A colleague brought to my attention an interesting development in a patent “troll” case in the Southern District of New York that may foreshadow a new approach for companies to defend themselves in these kinds of lawsuits. It is a rather extreme approach, and it will be interesting to see how this case progresses.
According to the two complaints, FindTheBest operates a web site that provides consumers with data-driven comparisons of a wide variety of products and subjects, such as phones, cars, and ski resorts. Lumen View contends that FindTheBest infringes U.S. Patent No. 8,069,073, which relates to a “System and Method for Facilitating Bilateral and Multilateral Decision-Making.”
Lumen View was formed on February 23, 2012 and obtained the patent in suit seven days later. It allegedly conducts no other business aside from filing patent lawsuits and licensing in patents, and has filed more than 20 patent infringement lawsuits relating to the’073 patent in the last 18 months.
On May 30, 2013 (the day after the complaint was filed), FindTheBest claims that it received a letter from Lumen View enclosing the complaint and demanding that FindTheBest pay to settle the lawsuit. Lumen View apparently initially demanded that FindTheBest pay $85,000 for a licensing fee, but dropped that demand to $55,000 the day before FindTheBest’s answer to the complaint was due. FindTheBest rejected Lumen View’s settlement demands and continued with the lawsuit. The parties have submitted a list of claim terms to be construed, and FindTheBest has moved for judgment on the pleadings, arguing that the patent is invalid under 35 U.S.C. § 101.
On September 16, 2013, FindTheBest filed an entirely separate lawsuit in the same court against Lumen View, its principals, and other related entities, bringing claims for violating RICO, extortion, abuse of process, civil conspiracy, and unfair business practices. FindTheBest contends that Lumen View engaged in a criminal enterprise by failing to conduct proper due diligence before filing its lawsuits and knowingly pursuing frivolous cases in order to extort settlement money from its targets.

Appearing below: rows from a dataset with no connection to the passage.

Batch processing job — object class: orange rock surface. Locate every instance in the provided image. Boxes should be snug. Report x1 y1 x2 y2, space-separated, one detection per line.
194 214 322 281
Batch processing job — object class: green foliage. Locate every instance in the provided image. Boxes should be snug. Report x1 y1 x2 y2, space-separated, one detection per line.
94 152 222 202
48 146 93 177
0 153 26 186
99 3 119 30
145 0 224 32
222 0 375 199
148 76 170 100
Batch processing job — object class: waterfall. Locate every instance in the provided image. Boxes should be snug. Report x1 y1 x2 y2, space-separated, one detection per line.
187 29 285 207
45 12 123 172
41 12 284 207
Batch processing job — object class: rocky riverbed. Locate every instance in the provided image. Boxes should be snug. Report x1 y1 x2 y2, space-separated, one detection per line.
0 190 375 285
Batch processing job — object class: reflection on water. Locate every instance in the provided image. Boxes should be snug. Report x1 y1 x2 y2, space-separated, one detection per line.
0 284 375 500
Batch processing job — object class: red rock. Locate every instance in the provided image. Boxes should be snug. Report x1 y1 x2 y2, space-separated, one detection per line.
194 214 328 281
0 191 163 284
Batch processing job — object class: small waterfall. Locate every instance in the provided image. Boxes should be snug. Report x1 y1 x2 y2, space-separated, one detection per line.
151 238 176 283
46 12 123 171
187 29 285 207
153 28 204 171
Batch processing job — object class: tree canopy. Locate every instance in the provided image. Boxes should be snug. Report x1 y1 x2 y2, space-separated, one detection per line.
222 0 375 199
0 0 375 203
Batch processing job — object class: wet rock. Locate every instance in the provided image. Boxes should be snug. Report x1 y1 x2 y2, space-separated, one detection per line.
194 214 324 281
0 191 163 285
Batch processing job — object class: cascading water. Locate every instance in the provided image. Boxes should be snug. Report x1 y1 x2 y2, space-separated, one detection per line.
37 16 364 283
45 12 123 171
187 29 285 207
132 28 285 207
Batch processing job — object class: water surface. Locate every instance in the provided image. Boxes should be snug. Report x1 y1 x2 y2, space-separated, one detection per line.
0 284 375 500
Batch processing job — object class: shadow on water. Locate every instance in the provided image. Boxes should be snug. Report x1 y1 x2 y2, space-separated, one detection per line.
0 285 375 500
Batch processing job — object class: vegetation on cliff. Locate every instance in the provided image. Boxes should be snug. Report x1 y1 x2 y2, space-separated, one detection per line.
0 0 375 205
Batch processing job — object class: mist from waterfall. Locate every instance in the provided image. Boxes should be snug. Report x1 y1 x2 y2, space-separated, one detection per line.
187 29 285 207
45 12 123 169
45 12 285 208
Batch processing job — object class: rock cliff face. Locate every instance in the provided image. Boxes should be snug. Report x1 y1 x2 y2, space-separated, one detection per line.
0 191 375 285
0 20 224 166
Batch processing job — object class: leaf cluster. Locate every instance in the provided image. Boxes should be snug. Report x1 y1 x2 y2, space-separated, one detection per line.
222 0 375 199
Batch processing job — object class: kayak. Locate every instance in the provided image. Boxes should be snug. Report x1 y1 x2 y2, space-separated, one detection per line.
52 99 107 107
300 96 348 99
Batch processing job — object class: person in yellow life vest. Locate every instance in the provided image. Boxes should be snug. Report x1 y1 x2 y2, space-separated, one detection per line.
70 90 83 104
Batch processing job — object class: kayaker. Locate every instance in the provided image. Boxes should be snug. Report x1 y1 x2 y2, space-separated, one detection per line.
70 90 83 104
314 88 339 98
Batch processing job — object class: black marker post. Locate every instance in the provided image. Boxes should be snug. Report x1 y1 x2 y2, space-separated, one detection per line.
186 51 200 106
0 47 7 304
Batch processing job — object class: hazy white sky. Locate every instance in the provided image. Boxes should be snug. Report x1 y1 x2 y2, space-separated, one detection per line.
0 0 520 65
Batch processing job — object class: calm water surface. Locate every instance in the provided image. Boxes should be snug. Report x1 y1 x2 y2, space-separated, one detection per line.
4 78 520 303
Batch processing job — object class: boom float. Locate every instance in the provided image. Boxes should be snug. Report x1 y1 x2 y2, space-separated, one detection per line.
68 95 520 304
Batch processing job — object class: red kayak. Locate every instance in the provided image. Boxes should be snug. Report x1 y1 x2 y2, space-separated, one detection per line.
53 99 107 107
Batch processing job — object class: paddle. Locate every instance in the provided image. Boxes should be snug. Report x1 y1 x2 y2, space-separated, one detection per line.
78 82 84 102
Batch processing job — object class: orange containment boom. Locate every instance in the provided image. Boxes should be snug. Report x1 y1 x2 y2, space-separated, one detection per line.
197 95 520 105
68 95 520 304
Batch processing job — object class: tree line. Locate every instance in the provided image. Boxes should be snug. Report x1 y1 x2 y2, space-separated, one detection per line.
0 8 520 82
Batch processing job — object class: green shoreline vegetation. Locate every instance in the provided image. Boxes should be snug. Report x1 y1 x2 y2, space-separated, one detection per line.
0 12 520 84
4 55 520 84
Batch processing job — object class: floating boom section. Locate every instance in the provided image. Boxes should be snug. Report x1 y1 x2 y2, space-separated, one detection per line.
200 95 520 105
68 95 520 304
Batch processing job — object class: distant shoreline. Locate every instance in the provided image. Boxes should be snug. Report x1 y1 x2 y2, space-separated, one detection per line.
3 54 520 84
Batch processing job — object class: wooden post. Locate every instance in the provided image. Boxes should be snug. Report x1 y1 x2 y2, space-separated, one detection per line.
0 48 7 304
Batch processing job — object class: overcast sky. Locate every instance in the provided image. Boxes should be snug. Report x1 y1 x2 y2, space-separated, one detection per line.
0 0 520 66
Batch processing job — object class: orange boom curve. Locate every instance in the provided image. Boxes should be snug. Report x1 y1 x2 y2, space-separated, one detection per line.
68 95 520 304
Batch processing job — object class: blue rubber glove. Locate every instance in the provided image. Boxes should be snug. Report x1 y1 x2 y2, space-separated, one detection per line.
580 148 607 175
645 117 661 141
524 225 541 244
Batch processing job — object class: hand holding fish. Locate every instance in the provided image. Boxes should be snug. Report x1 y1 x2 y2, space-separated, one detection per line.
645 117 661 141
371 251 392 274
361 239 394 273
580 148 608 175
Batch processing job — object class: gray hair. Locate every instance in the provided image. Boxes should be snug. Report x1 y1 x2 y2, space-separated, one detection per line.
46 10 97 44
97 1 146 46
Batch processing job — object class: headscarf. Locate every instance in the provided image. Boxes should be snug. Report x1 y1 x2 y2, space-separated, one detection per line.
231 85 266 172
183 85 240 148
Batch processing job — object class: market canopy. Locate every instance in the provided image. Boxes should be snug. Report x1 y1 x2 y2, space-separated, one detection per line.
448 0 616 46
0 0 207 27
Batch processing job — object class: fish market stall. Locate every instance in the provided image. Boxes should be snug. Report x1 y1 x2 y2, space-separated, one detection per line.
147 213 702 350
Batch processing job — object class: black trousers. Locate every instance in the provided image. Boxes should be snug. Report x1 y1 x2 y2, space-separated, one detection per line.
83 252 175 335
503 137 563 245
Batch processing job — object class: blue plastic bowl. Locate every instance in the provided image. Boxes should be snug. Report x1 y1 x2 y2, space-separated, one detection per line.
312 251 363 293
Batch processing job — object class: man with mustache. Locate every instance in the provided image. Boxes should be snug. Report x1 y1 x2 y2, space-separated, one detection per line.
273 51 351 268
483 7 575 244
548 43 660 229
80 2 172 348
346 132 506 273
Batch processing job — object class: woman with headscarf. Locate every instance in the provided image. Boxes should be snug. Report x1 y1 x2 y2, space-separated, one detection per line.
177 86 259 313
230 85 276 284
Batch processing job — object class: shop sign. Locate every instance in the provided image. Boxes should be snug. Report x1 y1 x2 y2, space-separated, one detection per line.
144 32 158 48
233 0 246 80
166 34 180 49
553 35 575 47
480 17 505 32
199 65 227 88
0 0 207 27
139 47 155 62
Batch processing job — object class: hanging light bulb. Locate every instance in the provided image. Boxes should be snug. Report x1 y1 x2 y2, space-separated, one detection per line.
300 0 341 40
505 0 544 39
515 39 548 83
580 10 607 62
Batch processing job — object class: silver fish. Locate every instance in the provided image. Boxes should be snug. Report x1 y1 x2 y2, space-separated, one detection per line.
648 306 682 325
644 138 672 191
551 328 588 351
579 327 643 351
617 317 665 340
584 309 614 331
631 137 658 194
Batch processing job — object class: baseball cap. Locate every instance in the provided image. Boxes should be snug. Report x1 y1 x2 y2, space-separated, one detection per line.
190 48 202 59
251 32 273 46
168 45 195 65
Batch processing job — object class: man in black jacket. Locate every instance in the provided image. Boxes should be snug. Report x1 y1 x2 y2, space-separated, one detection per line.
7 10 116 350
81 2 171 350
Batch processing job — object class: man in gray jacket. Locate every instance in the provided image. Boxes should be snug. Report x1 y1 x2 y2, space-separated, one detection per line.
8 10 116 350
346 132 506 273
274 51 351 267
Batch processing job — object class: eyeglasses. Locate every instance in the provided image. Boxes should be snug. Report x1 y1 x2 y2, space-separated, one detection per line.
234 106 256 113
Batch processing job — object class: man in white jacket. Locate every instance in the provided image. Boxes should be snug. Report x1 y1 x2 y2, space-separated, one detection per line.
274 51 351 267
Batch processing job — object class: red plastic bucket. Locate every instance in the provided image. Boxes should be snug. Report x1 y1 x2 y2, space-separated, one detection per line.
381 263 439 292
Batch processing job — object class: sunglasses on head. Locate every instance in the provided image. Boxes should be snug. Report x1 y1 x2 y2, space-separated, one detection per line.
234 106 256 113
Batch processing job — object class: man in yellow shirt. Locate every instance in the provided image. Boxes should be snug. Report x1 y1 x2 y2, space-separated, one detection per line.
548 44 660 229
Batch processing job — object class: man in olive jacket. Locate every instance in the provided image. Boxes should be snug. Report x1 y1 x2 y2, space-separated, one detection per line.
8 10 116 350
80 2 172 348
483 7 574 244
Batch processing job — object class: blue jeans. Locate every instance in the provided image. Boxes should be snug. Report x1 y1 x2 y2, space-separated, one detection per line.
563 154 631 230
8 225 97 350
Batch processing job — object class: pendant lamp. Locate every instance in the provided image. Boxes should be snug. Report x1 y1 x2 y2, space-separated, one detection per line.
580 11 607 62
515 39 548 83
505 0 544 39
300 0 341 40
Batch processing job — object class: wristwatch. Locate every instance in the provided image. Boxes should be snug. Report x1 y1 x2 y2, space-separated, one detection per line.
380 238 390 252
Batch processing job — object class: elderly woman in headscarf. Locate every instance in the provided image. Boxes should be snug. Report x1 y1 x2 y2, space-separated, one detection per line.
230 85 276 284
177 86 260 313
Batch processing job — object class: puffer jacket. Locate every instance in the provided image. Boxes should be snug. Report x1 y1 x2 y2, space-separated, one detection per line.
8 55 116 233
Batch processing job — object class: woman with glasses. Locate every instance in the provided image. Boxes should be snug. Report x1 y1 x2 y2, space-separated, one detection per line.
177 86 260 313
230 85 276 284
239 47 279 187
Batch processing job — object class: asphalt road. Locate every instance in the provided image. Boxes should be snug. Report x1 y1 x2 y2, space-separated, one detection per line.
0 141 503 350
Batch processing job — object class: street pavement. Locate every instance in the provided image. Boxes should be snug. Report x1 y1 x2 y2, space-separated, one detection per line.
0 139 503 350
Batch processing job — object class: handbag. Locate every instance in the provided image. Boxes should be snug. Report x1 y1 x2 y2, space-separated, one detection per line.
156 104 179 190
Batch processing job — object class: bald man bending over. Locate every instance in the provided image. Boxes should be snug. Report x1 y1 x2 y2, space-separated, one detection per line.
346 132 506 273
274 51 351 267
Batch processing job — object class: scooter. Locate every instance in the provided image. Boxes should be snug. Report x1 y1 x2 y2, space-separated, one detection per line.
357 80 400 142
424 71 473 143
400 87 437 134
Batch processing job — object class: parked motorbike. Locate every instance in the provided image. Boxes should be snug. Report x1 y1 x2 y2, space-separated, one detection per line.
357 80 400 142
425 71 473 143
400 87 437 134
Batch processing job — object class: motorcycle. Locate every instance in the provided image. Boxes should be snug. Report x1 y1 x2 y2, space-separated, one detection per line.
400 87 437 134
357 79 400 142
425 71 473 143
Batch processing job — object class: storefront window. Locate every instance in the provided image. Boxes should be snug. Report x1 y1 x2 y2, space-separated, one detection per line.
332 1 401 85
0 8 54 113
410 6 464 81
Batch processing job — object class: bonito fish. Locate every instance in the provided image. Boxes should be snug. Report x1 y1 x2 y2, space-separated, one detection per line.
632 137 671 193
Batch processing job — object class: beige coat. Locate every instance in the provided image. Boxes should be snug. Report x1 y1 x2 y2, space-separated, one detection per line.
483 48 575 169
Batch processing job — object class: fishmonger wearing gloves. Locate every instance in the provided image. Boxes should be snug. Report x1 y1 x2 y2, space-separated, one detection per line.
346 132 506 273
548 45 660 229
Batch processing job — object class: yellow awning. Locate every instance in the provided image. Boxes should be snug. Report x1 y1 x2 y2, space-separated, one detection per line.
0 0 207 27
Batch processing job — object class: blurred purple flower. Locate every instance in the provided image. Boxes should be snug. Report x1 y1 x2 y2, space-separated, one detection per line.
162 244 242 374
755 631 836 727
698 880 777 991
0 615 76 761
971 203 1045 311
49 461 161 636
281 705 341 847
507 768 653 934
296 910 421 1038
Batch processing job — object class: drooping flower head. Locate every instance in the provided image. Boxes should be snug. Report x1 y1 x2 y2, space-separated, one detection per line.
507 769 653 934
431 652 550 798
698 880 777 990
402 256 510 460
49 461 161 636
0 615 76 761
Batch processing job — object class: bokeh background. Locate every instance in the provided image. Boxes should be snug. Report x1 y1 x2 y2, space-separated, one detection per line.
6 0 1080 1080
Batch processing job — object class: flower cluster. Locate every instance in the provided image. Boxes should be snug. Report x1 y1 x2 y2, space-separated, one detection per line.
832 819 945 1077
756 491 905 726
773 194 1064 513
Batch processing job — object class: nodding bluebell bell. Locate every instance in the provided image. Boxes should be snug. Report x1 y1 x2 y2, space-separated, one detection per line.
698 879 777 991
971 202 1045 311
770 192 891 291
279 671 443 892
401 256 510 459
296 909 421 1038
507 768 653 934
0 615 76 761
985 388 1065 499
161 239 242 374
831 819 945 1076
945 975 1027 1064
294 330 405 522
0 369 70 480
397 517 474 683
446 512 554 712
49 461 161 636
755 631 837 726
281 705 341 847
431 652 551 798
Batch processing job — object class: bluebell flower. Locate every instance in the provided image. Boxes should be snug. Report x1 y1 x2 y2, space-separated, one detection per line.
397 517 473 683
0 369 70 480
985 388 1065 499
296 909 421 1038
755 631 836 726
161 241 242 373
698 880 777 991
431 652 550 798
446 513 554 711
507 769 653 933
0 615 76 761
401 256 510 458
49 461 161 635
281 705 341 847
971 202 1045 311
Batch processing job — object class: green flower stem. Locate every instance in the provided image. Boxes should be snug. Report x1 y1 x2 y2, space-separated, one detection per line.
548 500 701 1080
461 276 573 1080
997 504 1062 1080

Defendants in this second case have not yet answered the complaint.
What This Case Means
This is an interesting and aggressive approach to fighting back against what FindTheBest apparently believes is a frivolous and improper lawsuit. It is curious that it is bringing this second lawsuit at this time—before the first case is even close to being resolved. One wonders how the Court will respond to this second action. Will it allow it to proceed? Will it stay or dismiss the case pending the resolution of the first lawsuit?
Civil RICO cases are generally disfavored by the courts and notoriously hard to prosecute. In general, such a claim would be extremely difficult for a defendant to bring in a standard patent infringement lawsuit because RICO requires a pattern of racketeering activity and multiple victims. In this case, however, because Lumen View allegedly filed multiple extortionate lawsuits against multiple “victims,” FindTheBest may be able to overcome these pleading hurdles.
Regardless, as long as the second lawsuit exists, it creates immense pressure on the patent holder and the persons and companies associated with it and likely completely changes the settlement dynamic. For one thing, Lumen View likely cannot take the approach that Loadsys did against Kapersky Labs and unilaterally drop the lawsuit if it thinks it will not prevail. Such an action would feed right into FindTheBest’s theory that the lawsuit was a sham and increase the chances that FindTheBest could prevail in its lawsuit.
It will be interesting to follow this case and see how it progresses. If nothing else, it gives all parties something more to think about in lawsuits of this type.